Wednesday, June 07, 2006

Beyond Regions

Recent hot terms for igniting economic development include "entrepeneurship", "knowledge management", "knowledge economy", and "regional innovation economies". Kenichi Ohmae hypothesized, in his book The End of the Nation-State, that regions would supplant states as the primary geographic unit of the global economy. To the extent that regions cross established national borders (see European Union), we are witnessing a novel development and an economic opportunity. But regional economies within nation states are old news and do not offer a robust model for economic development.

However, intranational regions could integrate globally in order to jumpstart the local economy. Why do you need a regional identity to accomplish this?

Another model for a regional innovation economy would be the return of the city-state. The process of economic globalizaiton could be understood as the intensification of the networks between global cities. The scale of the nation-state is diminished, removing the mediation between the city and the world.

Missing from this discussion is the increasing mobility of labor, domestically and internationally. Increasingly, where you are is less important than who you are. In other words, the economic utility of the region is in the decline.

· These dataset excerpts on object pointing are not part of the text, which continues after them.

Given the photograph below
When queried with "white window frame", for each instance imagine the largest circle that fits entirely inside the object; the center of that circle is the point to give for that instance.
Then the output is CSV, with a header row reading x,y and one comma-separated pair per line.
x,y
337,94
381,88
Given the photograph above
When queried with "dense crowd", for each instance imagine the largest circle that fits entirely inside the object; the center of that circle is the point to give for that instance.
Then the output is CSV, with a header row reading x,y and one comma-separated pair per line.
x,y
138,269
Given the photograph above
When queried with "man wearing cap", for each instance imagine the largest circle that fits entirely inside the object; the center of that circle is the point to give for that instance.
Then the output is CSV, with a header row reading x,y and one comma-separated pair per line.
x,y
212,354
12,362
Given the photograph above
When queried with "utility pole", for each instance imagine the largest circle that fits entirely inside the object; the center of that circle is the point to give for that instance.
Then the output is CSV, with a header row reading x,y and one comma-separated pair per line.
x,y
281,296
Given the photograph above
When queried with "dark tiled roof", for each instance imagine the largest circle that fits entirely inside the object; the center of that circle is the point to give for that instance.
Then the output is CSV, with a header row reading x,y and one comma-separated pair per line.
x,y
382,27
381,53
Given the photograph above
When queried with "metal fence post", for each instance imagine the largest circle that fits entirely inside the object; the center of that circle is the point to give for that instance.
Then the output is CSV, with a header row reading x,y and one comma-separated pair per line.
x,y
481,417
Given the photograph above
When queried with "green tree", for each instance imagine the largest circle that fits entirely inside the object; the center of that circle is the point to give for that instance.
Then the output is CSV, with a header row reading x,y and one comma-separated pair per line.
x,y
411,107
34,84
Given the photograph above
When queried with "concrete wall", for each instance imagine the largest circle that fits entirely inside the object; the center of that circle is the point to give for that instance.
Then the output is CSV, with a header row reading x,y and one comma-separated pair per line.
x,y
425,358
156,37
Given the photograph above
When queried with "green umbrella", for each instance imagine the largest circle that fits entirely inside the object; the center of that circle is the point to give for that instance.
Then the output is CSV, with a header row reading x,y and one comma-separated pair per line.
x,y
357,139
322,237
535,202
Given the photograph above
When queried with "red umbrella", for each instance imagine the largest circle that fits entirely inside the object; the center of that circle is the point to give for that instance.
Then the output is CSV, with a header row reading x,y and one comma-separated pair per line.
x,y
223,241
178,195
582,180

The goal shouldn't be to network a region, but to network a people who share a common identity. That common identity could be a shared cause. Or, it could be a regional identity carried with people wherever they can find work.

The primary barrier to developing this relatively ageographical network is the socialization to non face-to-face interactions. MySpace is a good example of a demographic socializing in a new medium. So are Blogger and the various sports fansites. The trick is turning these social networks into economic networks, fostering an explosion of

Pittsburgh could be a center for this emerging economy.